Add hipSYCL support to GPU 3DFFT
[alexxy/gromacs.git] / src / gromacs / fft / tests / fft.cpp
index c421abcb4bd33588dcd708b368b42398b9a7693c..dfe7189795e539d09d85a817a52459a81356d29d 100644 (file)
@@ -81,7 +81,7 @@ namespace test
  * initializers, and we would not have to do so much useless copying
  * during the unit tests below.
  */
-const double inputdata[] = {
+const double inputdata[500] = {
     // print ",\n".join([",".join(["%4s"%(random.randint(-99,99)/10.,) for i in range(25)]) for j in range(20)])
     -3.5, 6.3,  1.2,  0.3,  1.1,  -5.7, 5.8,  -1.9, -6.3, -1.4, 7.4,  2.4,  -9.9, -7.2, 5.4,  6.1,
     -1.9, -7.6, 1.4,  -3.5, 0.7,  5.6,  -4.2, -1.1, -4.4, -6.3, -7.2, 4.6,  -3.0, -0.9, 7.2,  2.5,
@@ -364,7 +364,7 @@ TEST_F(FFTTest3D, Real5_6_9)
     checkRealGrid(realGridSize, realGridSizePadded, in_, outputRealGridValues);
 }
 
-#if GMX_GPU_CUDA || GMX_GPU_OPENCL
+#if GMX_GPU_CUDA || GMX_GPU_OPENCL || (GMX_GPU_SYCL && GMX_SYCL_HIPSYCL)

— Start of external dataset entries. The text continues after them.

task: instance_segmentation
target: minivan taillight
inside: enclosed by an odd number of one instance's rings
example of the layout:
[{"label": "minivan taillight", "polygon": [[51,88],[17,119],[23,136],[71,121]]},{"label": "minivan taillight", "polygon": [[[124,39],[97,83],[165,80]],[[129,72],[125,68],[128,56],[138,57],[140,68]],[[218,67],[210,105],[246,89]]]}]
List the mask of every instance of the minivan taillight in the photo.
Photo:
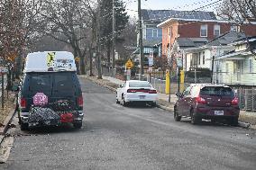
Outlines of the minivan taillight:
[{"label": "minivan taillight", "polygon": [[84,105],[84,99],[83,99],[82,95],[78,98],[78,104],[79,107],[83,107],[83,105]]},{"label": "minivan taillight", "polygon": [[196,101],[197,103],[206,103],[206,99],[204,99],[203,97],[197,96],[196,97]]},{"label": "minivan taillight", "polygon": [[233,100],[231,101],[231,104],[232,104],[232,105],[237,105],[237,104],[239,104],[239,100],[238,100],[238,98],[237,98],[237,97],[234,97],[234,99],[233,99]]},{"label": "minivan taillight", "polygon": [[25,98],[21,98],[21,108],[25,109],[27,105],[27,101]]},{"label": "minivan taillight", "polygon": [[137,90],[134,90],[134,89],[128,89],[127,90],[127,93],[136,93]]}]

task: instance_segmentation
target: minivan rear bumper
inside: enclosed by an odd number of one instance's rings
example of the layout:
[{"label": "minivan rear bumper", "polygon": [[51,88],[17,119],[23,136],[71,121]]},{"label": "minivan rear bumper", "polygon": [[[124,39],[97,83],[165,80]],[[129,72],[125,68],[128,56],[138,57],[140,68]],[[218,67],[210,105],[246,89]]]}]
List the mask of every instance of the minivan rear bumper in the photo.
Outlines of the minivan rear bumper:
[{"label": "minivan rear bumper", "polygon": [[[215,114],[216,112],[223,112],[223,114]],[[197,116],[203,118],[203,119],[229,119],[229,118],[238,118],[240,113],[240,109],[236,107],[224,107],[224,108],[197,108],[195,110],[195,112]]]},{"label": "minivan rear bumper", "polygon": [[[84,112],[83,111],[78,111],[78,116],[74,117],[73,119],[73,123],[77,123],[77,122],[82,122],[83,118],[84,118]],[[29,112],[21,112],[20,113],[20,121],[23,123],[29,123],[29,116],[30,113]],[[40,126],[40,125],[58,125],[58,124],[61,124],[60,120],[53,120],[53,121],[46,121],[45,122],[32,122],[32,123],[29,123],[29,126]]]}]

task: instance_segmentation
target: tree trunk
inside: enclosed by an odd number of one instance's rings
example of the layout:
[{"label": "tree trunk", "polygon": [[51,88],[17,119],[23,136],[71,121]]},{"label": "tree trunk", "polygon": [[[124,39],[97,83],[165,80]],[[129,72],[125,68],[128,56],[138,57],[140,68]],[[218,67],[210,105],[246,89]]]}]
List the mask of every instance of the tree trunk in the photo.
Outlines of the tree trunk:
[{"label": "tree trunk", "polygon": [[111,63],[110,63],[110,58],[111,58],[110,52],[111,52],[111,46],[110,46],[110,43],[108,43],[107,47],[106,47],[107,67],[111,66]]},{"label": "tree trunk", "polygon": [[89,58],[90,58],[90,76],[93,76],[93,53],[92,53],[92,48],[89,49]]},{"label": "tree trunk", "polygon": [[85,57],[80,56],[80,74],[86,75]]}]

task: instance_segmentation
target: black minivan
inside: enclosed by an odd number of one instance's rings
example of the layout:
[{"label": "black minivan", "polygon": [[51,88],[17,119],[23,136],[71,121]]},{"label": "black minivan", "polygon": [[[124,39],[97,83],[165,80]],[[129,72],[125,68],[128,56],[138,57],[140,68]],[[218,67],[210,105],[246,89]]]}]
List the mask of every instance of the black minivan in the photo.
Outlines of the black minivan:
[{"label": "black minivan", "polygon": [[[47,104],[34,104],[39,93]],[[68,122],[82,127],[83,96],[76,71],[25,73],[18,98],[22,130]]]}]

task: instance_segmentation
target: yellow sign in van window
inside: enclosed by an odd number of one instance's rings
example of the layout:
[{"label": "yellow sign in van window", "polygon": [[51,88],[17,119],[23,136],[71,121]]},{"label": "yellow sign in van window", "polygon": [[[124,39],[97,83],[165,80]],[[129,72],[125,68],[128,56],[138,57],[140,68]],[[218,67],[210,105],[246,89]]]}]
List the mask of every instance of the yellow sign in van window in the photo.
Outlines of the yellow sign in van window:
[{"label": "yellow sign in van window", "polygon": [[48,67],[52,67],[54,64],[54,59],[55,59],[55,52],[48,52],[47,53],[47,66]]}]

 TEST_F(FFTTest3D, GpuReal5_6_9)
 {
     // Ensure library resources are managed appropriately
@@ -387,6 +387,8 @@ TEST_F(FFTTest3D, GpuReal5_6_9)
 
         int size = complexGridSizePadded[0] * complexGridSizePadded[1] * complexGridSizePadded[2];
         int sizeInReals = size * 2;
+        GMX_RELEASE_ASSERT(sizeof(inputdata) / sizeof(inputdata[0]) >= size_t(sizeInReals),
+                           "Size of inputdata is too small");
 
         // Set up the complex grid. Complex numbers take twice the
         // memory.
@@ -395,7 +397,7 @@ TEST_F(FFTTest3D, GpuReal5_6_9)
         // Use std::copy to convert from double to real easily
         std::copy(inputdata, inputdata + sizeInReals, in_.begin());
 
-        // Allocate the device buffers
+        SCOPED_TRACE("Allocating the device buffers");
         DeviceBuffer<float> realGrid, complexGrid;
         allocateDeviceBuffer(&realGrid, in_.size(), deviceContext);
         allocateDeviceBuffer(&complexGrid, complexGridValues.size(), deviceContext);
@@ -404,6 +406,10 @@ TEST_F(FFTTest3D, GpuReal5_6_9)
         const FftBackend backend = FftBackend::Cufft;
 #    elif GMX_GPU_OPENCL
         const FftBackend backend = FftBackend::Ocl;
+#    elif GMX_GPU_SYCL
+#        if GMX_SYCL_HIPSYCL
+        const FftBackend backend = FftBackend::SyclRocfft;
+#        endif
 #    endif
         const bool         performOutOfPlaceFFT    = true;
         MPI_Comm           comm                    = MPI_COMM_NULL;
@@ -446,12 +452,23 @@ TEST_F(FFTTest3D, GpuReal5_6_9)
         checker.checkSequence(
                 complexGridValues.begin(), complexGridValues.end(), "ComplexGridAfterRealToComplex");
 
-        // Do the back transform
+        // Clear the real grid input data for the FFT so we can
+        // compute the back transform into it and observe that it did
+        // the work expected.
+        std::vector<float> outputRealGridValues(in_.size());
+        copyToDeviceBuffer(&realGrid,
+                           outputRealGridValues.data(),
+                           0,
+                           outputRealGridValues.size(),
+                           deviceStream,
+                           GpuApiCallBehavior::Sync,
+                           nullptr);
+
+        SCOPED_TRACE("Doing the back transform");
         gpu3dFft.perform3dFft(GMX_FFT_COMPLEX_TO_REAL, timingEvent);
         deviceStream.synchronize();
 
         // Transfer the real grid back from the device
-        std::vector<float> outputRealGridValues(in_.size());
         copyFromDeviceBuffer(outputRealGridValues.data(),
                              &realGrid,
                              0,
@@ -462,6 +479,7 @@ TEST_F(FFTTest3D, GpuReal5_6_9)
 
         checkRealGrid(realGridSize, realGridSizePadded, in_, outputRealGridValues);
 
+        SCOPED_TRACE("Cleaning up");
         freeDeviceBuffer(&realGrid);
         freeDeviceBuffer(&complexGrid);
     }